Reporting formats and framing of media stories on transparency and accountability

  • The police 32.8%
  • The judiciary 21.9%
  • The local government 11.5%
  • Other institutions 33.8%

Sourcing for news on transparency and accountability

Majority (38.7%) of the stories were single sourced while 24.1% of stories had two sources. Only one in every five stories had more than three sources. When disaggregated further by gender, the findings show that men were the majority (71%) source of transparency and accountability news. The gender gap is wide. Media sources were further disaggregated by voices, to determine the nature of diversity. Voices in the news media are a very important aspect as they determine the amount of prominence attached to a given issue and who sets the agenda. Findings show that the majority of the sources’ voices were government officials (61%). The civil society had the least voices (7.1%). The baseline report notes that, “civil society members are shy and not confident to provide relevant quotes to the media, thus journalist are less interested in reaching out to the CSOs for comments or reactions to stories.” Voices of ordinary people on transparency and accountability news stories were reported at 14%.

Reporting formats

  • Issue-based format 23%
  • Event-based format 38%
  • Mixed reporting format 39%

The study examined whether the news stories were positive, negative, or neutral. Positive stories express a sense of hope and improvement in the state of affairs while a negative tone expresses a declining condition. Neutral stories do not make a judgement call. Majority of the stories (72%) were neutral. Negative stories were 17%. Three reporting formats were evident; event-based (event-triggered), issue-based (deeper discussions and analysis of a particular issue) and a combination of the two (event and issues). Findings show that 39% of journalists mostly used a combination of event and issue-based formats to report on issues of transparency and accountability whereas 38% used the event-based format, 23% used the issue-based format.

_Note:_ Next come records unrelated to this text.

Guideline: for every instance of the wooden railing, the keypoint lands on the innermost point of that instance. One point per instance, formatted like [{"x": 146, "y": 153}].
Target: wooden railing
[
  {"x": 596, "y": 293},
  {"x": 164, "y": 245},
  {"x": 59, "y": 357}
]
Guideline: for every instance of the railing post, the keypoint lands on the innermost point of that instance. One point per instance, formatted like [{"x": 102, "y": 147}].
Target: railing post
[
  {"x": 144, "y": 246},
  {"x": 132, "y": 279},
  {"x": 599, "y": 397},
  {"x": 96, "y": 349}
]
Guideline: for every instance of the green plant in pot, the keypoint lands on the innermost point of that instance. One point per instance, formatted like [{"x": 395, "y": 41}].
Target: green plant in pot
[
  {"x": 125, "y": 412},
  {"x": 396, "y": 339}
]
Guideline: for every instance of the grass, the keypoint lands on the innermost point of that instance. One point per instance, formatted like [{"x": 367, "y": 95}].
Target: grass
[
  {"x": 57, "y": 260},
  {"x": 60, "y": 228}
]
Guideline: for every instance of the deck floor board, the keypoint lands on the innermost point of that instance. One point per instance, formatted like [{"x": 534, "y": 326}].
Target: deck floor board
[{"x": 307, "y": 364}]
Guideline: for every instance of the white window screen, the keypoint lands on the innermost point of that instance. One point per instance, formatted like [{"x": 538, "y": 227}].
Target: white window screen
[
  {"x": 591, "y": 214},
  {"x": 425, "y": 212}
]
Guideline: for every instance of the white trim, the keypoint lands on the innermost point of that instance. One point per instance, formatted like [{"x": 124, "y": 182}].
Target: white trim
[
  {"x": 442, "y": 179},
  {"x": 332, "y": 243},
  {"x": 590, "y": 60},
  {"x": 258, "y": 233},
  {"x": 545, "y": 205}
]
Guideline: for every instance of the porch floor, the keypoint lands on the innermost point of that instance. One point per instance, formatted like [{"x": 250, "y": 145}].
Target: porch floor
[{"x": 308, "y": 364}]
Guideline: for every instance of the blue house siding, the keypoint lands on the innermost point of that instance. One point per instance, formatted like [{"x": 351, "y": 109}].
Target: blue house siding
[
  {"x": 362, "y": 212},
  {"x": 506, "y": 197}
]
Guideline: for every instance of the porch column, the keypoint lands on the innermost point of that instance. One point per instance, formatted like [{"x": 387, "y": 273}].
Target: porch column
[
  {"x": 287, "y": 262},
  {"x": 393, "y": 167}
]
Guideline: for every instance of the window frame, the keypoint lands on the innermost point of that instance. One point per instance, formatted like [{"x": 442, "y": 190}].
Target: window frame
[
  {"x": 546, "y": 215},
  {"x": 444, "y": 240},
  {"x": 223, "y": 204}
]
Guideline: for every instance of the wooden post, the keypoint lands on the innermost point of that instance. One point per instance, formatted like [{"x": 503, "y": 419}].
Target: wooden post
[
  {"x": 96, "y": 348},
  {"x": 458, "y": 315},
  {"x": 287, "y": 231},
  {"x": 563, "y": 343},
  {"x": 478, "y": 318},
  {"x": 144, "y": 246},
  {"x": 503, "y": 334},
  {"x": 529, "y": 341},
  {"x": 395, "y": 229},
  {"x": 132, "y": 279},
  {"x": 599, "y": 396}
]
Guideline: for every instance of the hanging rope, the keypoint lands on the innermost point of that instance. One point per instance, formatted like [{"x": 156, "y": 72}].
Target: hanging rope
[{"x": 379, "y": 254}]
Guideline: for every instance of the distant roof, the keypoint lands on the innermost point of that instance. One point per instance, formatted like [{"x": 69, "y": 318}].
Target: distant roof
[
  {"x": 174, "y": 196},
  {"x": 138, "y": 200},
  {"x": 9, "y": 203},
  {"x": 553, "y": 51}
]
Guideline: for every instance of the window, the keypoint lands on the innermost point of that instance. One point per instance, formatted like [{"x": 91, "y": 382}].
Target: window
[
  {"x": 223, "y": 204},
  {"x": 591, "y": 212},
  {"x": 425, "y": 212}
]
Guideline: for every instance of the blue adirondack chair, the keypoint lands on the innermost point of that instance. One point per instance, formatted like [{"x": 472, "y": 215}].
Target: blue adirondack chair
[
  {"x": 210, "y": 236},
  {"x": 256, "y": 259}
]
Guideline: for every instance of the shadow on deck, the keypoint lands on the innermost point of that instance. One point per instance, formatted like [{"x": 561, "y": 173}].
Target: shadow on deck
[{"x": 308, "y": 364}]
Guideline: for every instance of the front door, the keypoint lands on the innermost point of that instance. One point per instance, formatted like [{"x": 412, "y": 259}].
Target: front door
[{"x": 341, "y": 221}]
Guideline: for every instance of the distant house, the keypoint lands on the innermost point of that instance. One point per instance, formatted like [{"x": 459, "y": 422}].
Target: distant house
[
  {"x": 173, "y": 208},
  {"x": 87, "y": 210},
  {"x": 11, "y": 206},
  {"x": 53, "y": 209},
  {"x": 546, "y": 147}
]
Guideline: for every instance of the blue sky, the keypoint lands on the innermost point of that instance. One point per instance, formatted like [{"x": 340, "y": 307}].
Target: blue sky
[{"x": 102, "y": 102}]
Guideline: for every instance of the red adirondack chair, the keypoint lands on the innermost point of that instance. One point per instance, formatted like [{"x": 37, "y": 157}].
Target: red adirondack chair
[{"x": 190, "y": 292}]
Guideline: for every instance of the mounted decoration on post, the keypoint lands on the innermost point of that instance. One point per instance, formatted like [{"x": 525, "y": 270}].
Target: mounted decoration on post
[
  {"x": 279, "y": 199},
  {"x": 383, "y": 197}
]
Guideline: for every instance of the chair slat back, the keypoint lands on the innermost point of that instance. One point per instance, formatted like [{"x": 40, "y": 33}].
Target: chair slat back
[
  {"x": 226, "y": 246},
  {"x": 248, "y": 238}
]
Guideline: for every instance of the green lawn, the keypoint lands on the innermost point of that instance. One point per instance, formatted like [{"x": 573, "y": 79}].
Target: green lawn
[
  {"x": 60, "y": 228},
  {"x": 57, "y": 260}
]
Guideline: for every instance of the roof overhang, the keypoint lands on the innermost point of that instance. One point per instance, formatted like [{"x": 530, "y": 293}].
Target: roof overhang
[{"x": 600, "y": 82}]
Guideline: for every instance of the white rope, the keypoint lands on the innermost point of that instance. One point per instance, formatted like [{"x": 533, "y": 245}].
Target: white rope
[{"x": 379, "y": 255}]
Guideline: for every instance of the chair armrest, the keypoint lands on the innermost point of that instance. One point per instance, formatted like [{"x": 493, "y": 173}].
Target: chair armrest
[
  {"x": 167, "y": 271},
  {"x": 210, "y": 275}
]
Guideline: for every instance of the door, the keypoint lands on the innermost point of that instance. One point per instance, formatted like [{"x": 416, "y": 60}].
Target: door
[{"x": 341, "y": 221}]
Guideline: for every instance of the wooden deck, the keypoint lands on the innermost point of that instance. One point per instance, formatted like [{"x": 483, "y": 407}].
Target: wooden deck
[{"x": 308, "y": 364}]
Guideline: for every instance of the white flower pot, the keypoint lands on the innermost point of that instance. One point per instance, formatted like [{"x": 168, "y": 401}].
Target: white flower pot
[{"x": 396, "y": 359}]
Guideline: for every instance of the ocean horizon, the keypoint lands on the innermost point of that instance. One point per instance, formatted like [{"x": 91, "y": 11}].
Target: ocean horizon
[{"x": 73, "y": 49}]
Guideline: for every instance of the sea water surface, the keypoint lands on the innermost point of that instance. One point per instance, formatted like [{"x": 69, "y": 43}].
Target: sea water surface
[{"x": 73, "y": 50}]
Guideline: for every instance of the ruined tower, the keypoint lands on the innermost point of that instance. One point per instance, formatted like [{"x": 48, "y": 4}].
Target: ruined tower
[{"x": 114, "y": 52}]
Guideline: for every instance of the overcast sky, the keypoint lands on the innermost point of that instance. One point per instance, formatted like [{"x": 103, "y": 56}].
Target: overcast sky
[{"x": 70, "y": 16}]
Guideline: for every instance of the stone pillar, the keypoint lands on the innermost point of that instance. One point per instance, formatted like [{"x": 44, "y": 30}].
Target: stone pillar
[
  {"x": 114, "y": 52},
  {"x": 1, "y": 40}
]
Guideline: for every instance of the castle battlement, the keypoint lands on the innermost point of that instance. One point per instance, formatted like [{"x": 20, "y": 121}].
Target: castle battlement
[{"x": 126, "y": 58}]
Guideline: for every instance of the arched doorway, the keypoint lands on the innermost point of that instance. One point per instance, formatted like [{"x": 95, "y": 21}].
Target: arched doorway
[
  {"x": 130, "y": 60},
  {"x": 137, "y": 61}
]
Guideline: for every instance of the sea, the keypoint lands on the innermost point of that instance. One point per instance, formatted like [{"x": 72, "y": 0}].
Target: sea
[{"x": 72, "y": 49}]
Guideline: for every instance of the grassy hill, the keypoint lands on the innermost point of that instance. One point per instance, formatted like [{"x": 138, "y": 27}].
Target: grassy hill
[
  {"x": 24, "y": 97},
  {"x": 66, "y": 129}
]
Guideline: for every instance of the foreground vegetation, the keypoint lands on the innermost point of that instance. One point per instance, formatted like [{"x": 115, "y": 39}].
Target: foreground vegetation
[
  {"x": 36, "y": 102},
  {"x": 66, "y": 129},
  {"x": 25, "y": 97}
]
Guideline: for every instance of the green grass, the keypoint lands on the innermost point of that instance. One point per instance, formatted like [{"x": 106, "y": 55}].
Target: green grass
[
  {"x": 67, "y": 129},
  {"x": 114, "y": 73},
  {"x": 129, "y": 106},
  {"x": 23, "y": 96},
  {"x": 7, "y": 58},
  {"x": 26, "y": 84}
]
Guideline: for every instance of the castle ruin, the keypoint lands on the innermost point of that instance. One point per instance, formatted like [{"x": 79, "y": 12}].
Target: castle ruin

Considering the baseline findings, government officials have a bigger voice in the media, why is that so and what does this result imply? What can be done to balance the gender inclusivity in public dialogues? How can ordinary voices get more representation? How do we get journalists to focus more on the issues rather than events? Civil society and other minority groups such as women do not have the same privilege to occupy public corridors and contribute to a more transparent and accountable media. The baseline study recommends harnessing and strengthening the relationship between the media and civil society actors working on issues of transparency and accountability and building capacity of journalists and members of the civil society organisations and equipping them with the skills, knowledge and tools needed to engage in media issues.